Fri | Sep 22, 2017

Boy killed by log in surf as tropical storm churns in Gulf

Published:Thursday | June 22, 2017 | 6:00 AM

NEW ORLEANS (AP):

A boy on an Alabama beach was struck and killed yesterday by a log washed ashore by storm surge from Tropical Storm Cindy, which spun bands of severe weather ashore from the Florida panhandle to east Texas as it churned ever closer to the Gulf coast.

Baldwin County Sheriff's Capt Stephen Arthur said witnesses reported that the 10-year-old boy from Missouri was standing outside a condominium in Fort Morgan when the log, carried in by a large wave, struck him. Arthur said the youth was vacationing with his family from the St Louis area and that relatives and emergency workers tried to revive him. He wasn't immediately identified.

It was the first known fatality from Cindy. The storm formed on Tuesday and was expected to make landfall some time late Wednesday or early Thursday near the Louisiana-Texas line. The worst weather was on the east side of the storm. It included drenching rains that posed flash flood threats, strong tidal surges, waterspouts and reports of possible tornadoes.

The White House said President Donald Trump was briefed on the storm yesterday by Homeland Security Adviser Tom Bossert.

Louisiana Gov John Bel Edwards declared a state of emergency, like his Alabama counterpart a day earlier. He was among authorities stressing that the storm's danger wasn't limited to the coast.
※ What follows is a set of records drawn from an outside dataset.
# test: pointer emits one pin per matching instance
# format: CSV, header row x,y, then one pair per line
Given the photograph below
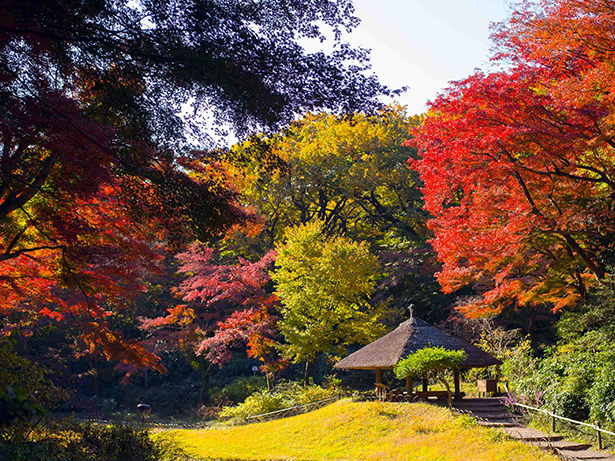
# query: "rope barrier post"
x,y
552,423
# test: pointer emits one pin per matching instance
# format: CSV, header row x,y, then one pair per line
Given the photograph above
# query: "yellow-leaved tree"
x,y
324,285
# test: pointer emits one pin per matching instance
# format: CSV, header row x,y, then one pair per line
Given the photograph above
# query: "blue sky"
x,y
424,44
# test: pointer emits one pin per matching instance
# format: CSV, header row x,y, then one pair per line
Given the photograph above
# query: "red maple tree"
x,y
518,164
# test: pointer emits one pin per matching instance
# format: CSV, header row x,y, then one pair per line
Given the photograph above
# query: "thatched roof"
x,y
407,338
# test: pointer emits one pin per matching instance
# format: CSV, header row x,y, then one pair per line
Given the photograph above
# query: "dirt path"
x,y
491,412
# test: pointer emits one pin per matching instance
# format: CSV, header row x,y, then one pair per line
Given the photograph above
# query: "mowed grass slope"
x,y
362,431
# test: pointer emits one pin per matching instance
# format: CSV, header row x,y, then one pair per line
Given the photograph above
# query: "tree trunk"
x,y
269,377
448,390
306,376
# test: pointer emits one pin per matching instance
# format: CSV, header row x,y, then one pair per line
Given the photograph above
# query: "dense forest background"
x,y
139,264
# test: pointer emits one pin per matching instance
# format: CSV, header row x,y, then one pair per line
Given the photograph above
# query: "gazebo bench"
x,y
440,395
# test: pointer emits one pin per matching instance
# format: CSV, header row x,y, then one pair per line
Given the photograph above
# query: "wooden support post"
x,y
457,383
378,376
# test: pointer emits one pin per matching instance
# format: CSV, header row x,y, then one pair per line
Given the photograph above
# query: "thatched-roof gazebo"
x,y
406,339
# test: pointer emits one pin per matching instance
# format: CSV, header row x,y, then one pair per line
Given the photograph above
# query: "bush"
x,y
602,398
240,389
283,396
88,442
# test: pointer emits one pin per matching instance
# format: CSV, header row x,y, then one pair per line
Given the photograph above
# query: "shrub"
x,y
240,389
283,396
88,442
431,363
602,397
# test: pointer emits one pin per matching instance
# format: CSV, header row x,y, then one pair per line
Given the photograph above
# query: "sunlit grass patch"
x,y
362,431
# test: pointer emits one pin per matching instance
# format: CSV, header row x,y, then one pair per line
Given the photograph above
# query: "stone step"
x,y
490,417
530,435
564,445
586,455
498,424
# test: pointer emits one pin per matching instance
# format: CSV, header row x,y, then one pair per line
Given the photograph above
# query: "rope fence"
x,y
554,417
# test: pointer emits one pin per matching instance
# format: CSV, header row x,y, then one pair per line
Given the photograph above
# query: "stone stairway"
x,y
491,412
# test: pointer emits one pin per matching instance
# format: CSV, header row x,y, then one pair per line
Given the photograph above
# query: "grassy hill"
x,y
362,431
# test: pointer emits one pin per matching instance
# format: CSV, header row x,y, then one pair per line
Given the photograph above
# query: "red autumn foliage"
x,y
238,288
518,164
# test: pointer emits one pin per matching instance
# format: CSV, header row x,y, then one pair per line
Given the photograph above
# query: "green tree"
x,y
324,285
349,172
431,363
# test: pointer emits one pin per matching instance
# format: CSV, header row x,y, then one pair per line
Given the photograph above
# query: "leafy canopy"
x,y
518,164
430,363
324,285
349,172
95,169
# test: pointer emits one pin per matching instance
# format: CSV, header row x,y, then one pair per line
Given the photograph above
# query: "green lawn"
x,y
362,431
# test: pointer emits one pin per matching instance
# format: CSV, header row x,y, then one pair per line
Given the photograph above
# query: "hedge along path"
x,y
362,431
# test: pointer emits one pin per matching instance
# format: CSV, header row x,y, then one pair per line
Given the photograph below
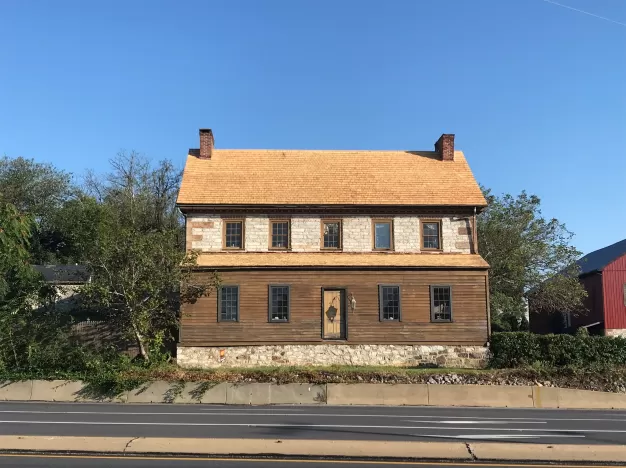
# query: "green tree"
x,y
39,190
141,271
25,324
530,257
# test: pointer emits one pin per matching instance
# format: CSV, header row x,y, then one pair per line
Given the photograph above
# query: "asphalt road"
x,y
95,462
315,422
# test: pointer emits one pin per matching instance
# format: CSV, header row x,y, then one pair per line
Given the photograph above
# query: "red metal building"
x,y
603,274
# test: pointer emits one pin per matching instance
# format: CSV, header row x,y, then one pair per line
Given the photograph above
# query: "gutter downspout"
x,y
475,233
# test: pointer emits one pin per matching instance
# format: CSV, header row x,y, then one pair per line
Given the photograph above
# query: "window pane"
x,y
390,302
280,235
229,310
331,235
279,303
442,308
234,235
431,235
382,232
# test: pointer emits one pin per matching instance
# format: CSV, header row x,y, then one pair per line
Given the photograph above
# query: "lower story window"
x,y
228,304
441,303
279,303
389,297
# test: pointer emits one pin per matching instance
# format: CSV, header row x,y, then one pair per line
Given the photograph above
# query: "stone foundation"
x,y
332,354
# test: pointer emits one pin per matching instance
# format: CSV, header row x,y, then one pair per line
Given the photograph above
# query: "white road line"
x,y
321,414
498,436
343,426
478,422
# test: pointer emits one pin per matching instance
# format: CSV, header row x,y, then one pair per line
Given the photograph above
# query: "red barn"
x,y
603,274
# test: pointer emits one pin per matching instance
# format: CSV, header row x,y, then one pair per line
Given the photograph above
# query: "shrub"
x,y
509,350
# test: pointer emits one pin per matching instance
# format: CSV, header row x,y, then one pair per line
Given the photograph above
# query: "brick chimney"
x,y
445,147
206,143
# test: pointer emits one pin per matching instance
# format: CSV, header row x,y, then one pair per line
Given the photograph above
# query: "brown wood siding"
x,y
201,328
614,289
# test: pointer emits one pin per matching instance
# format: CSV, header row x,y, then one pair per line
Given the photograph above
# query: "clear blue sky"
x,y
535,92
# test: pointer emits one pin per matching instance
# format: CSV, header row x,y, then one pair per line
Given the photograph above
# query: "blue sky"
x,y
535,92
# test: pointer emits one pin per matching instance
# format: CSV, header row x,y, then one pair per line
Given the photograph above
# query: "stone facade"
x,y
306,234
257,232
357,234
332,354
456,235
205,234
406,234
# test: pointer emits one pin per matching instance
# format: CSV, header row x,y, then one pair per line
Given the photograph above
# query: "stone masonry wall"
x,y
330,354
305,234
205,234
406,234
256,233
357,234
456,235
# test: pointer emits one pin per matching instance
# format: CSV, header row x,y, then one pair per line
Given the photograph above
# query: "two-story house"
x,y
334,257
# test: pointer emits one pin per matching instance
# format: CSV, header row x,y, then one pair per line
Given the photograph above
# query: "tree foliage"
x,y
140,266
39,190
530,257
28,329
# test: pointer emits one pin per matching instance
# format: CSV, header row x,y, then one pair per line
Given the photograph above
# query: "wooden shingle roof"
x,y
295,177
339,259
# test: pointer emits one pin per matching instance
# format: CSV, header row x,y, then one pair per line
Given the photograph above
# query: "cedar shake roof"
x,y
340,259
297,177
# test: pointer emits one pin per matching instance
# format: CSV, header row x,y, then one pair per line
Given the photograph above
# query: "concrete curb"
x,y
453,451
313,394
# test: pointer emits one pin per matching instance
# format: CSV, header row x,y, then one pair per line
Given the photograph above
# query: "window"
x,y
431,235
567,319
382,235
440,304
233,234
331,234
389,303
279,303
279,235
228,302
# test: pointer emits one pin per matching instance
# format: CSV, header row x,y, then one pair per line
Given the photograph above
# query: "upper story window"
x,y
441,303
383,234
279,234
233,234
228,304
331,234
431,235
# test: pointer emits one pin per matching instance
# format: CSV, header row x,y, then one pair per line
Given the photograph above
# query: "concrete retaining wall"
x,y
311,394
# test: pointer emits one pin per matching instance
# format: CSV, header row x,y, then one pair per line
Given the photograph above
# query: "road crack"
x,y
471,451
130,442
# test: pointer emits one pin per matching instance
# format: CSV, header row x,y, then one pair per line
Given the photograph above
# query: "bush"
x,y
510,350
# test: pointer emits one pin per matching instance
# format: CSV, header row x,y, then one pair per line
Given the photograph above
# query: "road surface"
x,y
96,462
315,422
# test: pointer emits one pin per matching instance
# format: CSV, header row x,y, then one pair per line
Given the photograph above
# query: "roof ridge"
x,y
278,150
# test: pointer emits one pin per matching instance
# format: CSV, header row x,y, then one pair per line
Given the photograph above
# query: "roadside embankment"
x,y
319,394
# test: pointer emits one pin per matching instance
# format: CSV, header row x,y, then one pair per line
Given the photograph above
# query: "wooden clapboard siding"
x,y
469,308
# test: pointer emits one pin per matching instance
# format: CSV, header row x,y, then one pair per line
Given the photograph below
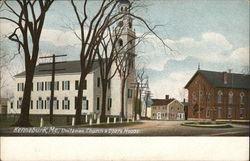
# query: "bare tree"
x,y
29,20
96,26
141,78
106,59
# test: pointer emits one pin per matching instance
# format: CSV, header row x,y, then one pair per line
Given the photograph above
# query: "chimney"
x,y
225,77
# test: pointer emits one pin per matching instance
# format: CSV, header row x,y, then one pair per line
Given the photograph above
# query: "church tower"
x,y
125,44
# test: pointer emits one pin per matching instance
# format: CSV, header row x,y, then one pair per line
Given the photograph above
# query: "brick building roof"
x,y
161,102
69,67
234,80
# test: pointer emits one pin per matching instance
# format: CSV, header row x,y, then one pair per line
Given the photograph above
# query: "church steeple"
x,y
124,10
124,6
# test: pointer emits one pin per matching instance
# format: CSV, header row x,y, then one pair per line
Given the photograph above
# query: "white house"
x,y
167,109
66,85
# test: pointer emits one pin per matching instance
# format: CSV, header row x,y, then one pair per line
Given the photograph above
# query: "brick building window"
x,y
97,103
66,104
39,103
229,113
55,103
19,102
20,86
241,98
220,97
241,113
208,112
219,112
201,97
230,97
194,97
65,85
208,97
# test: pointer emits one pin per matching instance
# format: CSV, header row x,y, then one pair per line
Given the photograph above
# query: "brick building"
x,y
218,95
167,109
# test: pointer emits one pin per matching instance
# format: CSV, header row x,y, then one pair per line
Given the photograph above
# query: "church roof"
x,y
161,102
68,67
234,80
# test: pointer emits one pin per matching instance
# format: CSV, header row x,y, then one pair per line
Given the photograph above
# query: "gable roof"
x,y
161,102
234,80
69,67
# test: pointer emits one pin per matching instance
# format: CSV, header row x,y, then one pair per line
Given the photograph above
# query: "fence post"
x,y
108,120
41,122
73,121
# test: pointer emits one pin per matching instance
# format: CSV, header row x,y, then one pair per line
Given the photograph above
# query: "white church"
x,y
66,85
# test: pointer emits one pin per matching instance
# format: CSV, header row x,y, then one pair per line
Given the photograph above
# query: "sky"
x,y
212,33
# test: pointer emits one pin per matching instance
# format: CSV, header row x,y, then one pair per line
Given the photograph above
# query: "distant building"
x,y
218,95
3,105
167,109
67,82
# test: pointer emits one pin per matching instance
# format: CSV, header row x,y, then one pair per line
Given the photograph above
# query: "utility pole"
x,y
136,98
141,90
0,81
52,87
148,93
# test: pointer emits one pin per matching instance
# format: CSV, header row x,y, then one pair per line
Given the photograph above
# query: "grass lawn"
x,y
62,122
218,124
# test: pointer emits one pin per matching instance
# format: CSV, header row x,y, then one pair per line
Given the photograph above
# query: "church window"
x,y
120,42
241,98
120,24
230,97
220,97
130,24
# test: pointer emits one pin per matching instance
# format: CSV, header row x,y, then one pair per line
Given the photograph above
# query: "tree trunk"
x,y
104,97
79,100
140,103
122,96
23,120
In Knoxville, Tennessee, the power-generating Tennessee Valley Authority (TVA), said it was drawing down water levels on nine lakes it controls along the Tennessee River and its tributaries in Tennessee, Alabama and Kentucky, anticipating heavy runoff from Cindy's rains once the storm moves inland. The TVA manages 49 dams to regulate water, provide power and help control downstream flooding.

The storm was centred yesterday afternoon about 135 miles (215 kilometres) south of Lake Charles, Louisiana, and had top sustained winds of 50mph (85kph). A tropical storm warning was in effect along the coast from San Luis Pass, Texas, to the mouth of the Mississippi River.